State-owned telecoms operators in China will switch on their 5G networks for the first time on Friday as Beijing aims to catch up with the US.
China Unicom, China Mobile, and China Telecom will launch 5G services on Friday with prices starting from 128 yuan per month, equivalent to approximately $18/month.
Beijing initially planned to launch 5G services early next year but have accelerated their plans amid increased trade tensions with the US.
As of Friday, China will have the largest commercially-operating 5G network in the world. The latest generation network will improve speeds and reliability for consumers while allowing businesses to pursue new use cases such as driverless cars.
Chris Lane, and other analysts at Sanford C. Bernstein, wrote in a note to clients on Wednesday:
“While some other countries launched 5G services earlier this year, China will have the largest commercial operating 5G network in the world on Friday.

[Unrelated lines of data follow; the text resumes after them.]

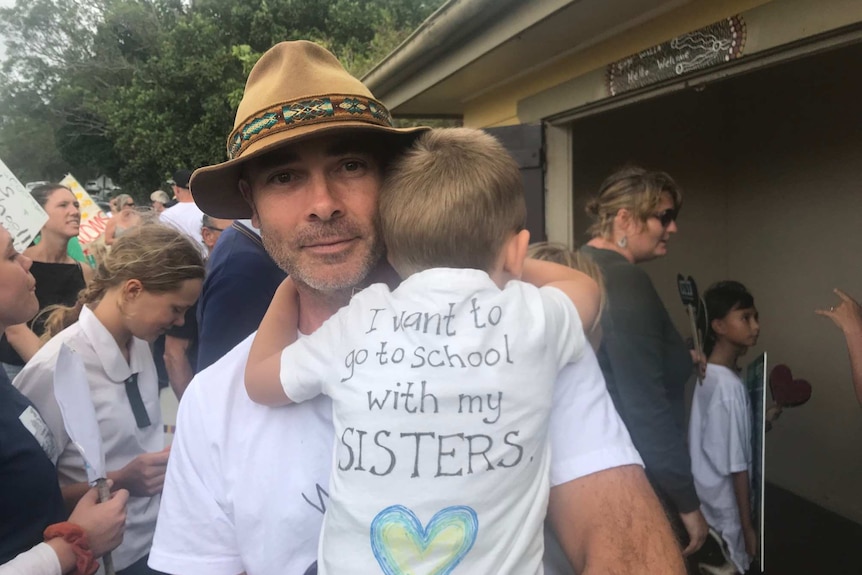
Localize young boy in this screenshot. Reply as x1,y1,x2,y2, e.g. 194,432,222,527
246,128,599,575
689,281,760,573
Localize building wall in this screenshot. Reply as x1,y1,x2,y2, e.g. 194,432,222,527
572,45,862,523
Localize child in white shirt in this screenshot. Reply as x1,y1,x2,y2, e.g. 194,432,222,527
246,128,599,575
689,281,760,573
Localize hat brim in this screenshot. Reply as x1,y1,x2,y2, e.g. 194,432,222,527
189,121,430,219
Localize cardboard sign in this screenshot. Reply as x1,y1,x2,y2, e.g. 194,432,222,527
745,352,767,573
0,161,48,252
60,174,108,246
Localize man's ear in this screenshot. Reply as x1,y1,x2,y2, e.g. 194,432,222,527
503,230,530,278
122,279,144,301
239,180,260,229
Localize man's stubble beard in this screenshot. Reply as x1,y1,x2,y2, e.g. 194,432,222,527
260,218,384,294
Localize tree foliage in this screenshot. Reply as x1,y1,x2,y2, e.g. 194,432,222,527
0,0,443,195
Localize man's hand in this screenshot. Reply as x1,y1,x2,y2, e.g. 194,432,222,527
69,487,129,557
679,509,709,556
816,288,862,334
108,447,171,497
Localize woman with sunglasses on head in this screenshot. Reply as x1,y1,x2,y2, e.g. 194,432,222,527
105,194,141,246
0,226,129,575
0,184,93,379
581,167,708,572
14,224,204,575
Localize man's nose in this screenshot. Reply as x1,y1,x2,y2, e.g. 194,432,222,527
308,174,343,221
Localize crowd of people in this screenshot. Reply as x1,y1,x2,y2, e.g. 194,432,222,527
0,41,862,575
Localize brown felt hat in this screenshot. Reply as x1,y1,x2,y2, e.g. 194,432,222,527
190,40,428,218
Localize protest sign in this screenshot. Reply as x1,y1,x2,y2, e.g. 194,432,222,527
60,174,108,246
0,161,48,252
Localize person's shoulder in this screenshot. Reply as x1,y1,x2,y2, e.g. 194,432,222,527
183,332,257,413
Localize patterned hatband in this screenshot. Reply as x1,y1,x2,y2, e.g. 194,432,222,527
227,94,392,160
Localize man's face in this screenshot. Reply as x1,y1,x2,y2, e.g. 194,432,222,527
240,135,383,292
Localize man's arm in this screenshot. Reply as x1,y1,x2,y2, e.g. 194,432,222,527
5,323,42,363
816,288,862,405
164,335,195,400
548,465,685,575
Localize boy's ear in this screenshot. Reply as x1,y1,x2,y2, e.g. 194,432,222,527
239,180,260,229
503,230,530,278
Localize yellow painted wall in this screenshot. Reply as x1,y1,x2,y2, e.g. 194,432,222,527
464,0,772,128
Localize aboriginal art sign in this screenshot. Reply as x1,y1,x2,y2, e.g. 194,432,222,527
607,16,745,96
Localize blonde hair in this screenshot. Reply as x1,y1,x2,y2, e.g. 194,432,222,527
586,166,682,239
379,128,527,277
527,242,607,331
40,224,204,341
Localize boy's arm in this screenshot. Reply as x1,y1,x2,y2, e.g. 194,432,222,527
731,471,757,556
521,258,601,332
245,278,299,406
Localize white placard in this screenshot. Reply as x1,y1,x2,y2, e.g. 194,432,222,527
0,160,48,252
54,344,106,484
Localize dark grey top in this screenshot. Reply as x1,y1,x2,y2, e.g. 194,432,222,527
581,246,700,513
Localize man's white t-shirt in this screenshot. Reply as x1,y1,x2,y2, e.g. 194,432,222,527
281,268,586,575
13,306,165,572
149,322,642,575
688,363,752,573
159,202,206,253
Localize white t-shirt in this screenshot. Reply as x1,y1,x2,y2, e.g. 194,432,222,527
281,268,586,575
688,363,752,573
149,334,642,575
159,202,206,254
12,306,165,569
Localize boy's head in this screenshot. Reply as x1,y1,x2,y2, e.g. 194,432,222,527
379,128,529,277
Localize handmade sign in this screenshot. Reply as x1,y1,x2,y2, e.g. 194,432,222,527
607,16,745,96
676,274,703,383
769,364,811,407
745,352,767,573
0,161,48,252
60,174,108,246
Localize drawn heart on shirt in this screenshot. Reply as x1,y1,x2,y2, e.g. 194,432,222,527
769,364,811,407
371,505,479,575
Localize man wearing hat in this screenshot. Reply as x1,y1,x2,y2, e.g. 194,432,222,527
150,190,171,214
150,41,684,575
159,170,206,254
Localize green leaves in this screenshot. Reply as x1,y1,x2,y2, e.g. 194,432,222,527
0,0,442,199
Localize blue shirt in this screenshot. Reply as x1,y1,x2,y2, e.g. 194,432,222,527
197,222,287,371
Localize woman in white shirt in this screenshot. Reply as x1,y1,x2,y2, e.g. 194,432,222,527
0,226,128,575
14,224,204,575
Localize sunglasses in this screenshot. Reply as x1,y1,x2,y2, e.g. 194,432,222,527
650,208,678,228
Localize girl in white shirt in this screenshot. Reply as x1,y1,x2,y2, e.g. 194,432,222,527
14,224,204,573
689,281,760,573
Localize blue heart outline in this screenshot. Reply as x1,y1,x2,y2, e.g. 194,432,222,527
371,505,479,575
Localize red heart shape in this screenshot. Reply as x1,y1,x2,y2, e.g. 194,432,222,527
769,364,811,407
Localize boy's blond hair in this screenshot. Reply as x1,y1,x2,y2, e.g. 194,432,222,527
379,128,527,277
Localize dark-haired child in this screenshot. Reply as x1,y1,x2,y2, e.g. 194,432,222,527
689,281,760,573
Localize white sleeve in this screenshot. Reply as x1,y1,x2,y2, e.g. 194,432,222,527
12,352,69,454
0,543,63,575
539,286,587,369
279,306,352,403
148,372,243,575
549,346,643,486
703,398,751,475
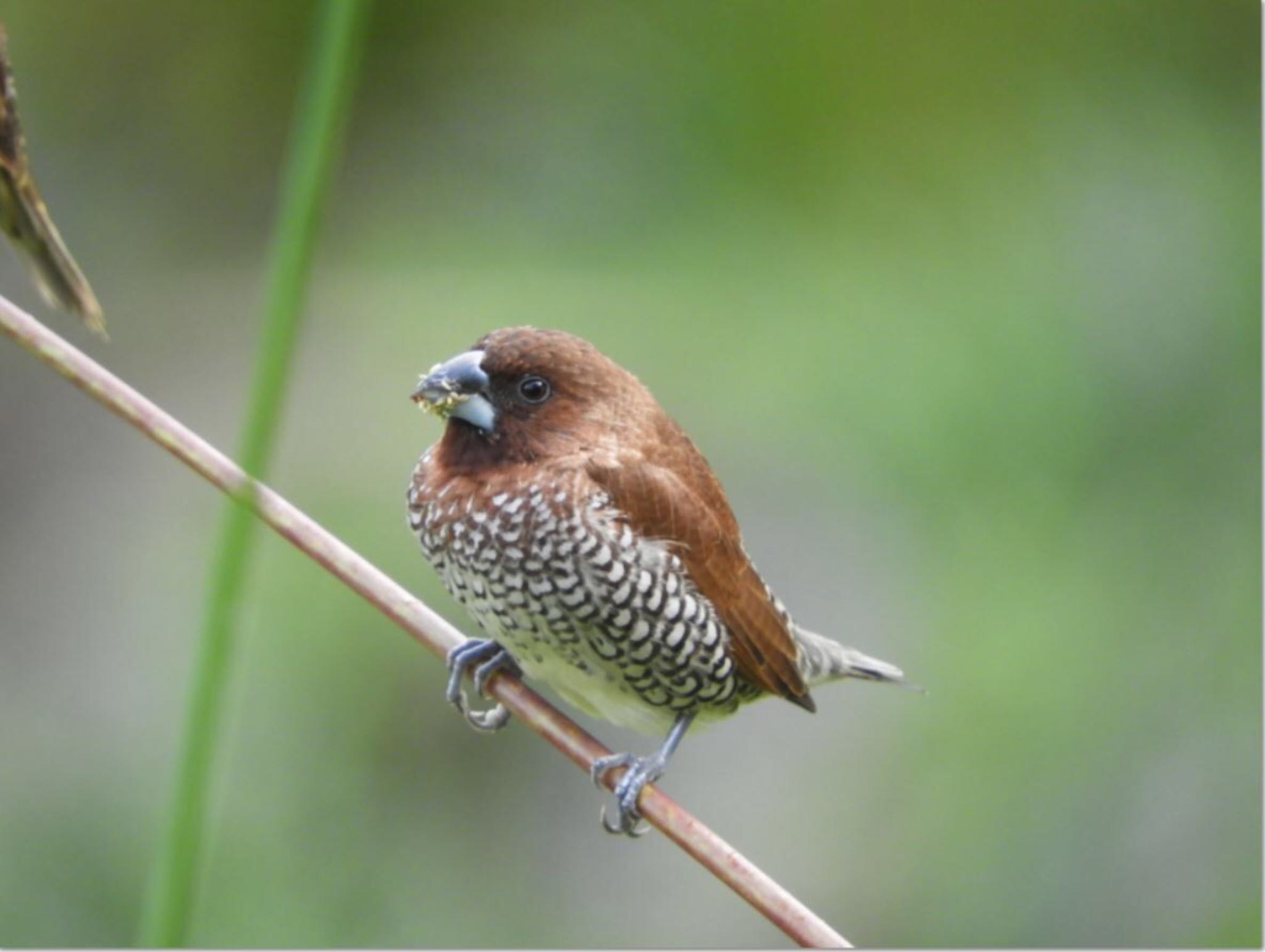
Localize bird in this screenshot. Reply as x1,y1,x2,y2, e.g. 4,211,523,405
407,327,904,837
0,25,106,338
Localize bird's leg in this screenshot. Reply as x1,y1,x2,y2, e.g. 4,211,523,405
588,712,694,837
444,638,519,731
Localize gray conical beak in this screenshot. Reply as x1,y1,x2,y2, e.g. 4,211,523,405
413,351,496,431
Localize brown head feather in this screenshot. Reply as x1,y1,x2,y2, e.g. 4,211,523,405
437,327,813,710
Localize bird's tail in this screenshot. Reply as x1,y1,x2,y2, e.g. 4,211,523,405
794,628,917,690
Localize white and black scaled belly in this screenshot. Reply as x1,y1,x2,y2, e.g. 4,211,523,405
409,457,758,735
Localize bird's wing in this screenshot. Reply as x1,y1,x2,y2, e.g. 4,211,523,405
586,440,815,710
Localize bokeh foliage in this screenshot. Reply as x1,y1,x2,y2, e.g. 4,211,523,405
0,0,1261,946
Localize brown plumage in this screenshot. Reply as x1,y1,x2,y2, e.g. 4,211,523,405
0,25,105,338
409,328,902,833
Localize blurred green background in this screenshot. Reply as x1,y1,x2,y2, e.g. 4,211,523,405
0,0,1261,947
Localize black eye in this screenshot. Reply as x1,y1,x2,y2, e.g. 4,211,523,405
519,376,549,404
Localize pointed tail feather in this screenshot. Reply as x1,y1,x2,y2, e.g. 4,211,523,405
794,628,918,690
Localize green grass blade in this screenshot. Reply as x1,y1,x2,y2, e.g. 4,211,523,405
140,0,369,946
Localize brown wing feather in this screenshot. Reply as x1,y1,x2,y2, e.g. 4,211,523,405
587,421,815,710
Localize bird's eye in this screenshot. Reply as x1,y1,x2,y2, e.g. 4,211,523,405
519,376,549,404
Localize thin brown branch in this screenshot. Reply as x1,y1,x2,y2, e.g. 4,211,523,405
0,297,850,948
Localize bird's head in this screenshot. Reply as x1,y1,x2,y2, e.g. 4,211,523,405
413,327,659,466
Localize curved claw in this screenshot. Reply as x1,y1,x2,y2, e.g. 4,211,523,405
597,806,650,840
589,753,666,838
444,638,518,733
588,753,637,790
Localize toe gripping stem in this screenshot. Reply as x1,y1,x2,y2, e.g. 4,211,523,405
588,712,694,837
444,638,520,733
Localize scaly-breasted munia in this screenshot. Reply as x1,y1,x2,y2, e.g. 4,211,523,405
409,327,903,835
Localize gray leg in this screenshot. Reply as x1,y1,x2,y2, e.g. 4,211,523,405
588,712,694,837
444,638,519,731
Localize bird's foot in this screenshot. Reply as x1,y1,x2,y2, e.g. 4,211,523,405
444,638,520,733
588,752,668,837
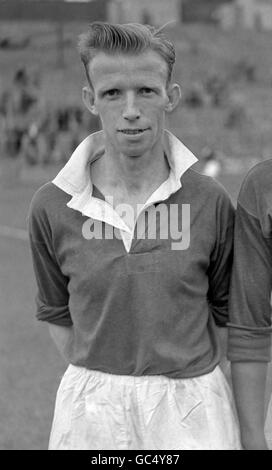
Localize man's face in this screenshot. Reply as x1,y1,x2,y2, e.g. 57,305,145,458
84,50,175,156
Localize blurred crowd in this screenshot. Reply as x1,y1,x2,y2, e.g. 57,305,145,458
0,68,100,165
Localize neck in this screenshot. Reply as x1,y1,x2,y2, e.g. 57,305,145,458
92,138,169,194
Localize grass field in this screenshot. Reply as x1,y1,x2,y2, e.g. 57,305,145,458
0,166,251,450
0,23,272,450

The scale of its network and the price of its 5G services will have a pivotal impact throughout the supply chain.”
Over 50,000 5G base stations are planned to be installed by the end of 2019. Most of the major cities – including Beijing, Shanghai, Guangzhou, and Hangzhou – already have full 5G coverage.
Chinese telecoms equipment giant Huawei has found itself in the crossfire between the US and China, with the former claiming the company is controlled by Beijing and poses a national security threat. The US has been strongly pressuring its allies to ban Huawei's 5G gear from their own national rollouts.
Huawei is expecting some relief from its recent troubles, and an uptick in revenue, as a result of China's 5G rollout both through the sale of infrastructure equipment and supporting consumer devices such as smartphones.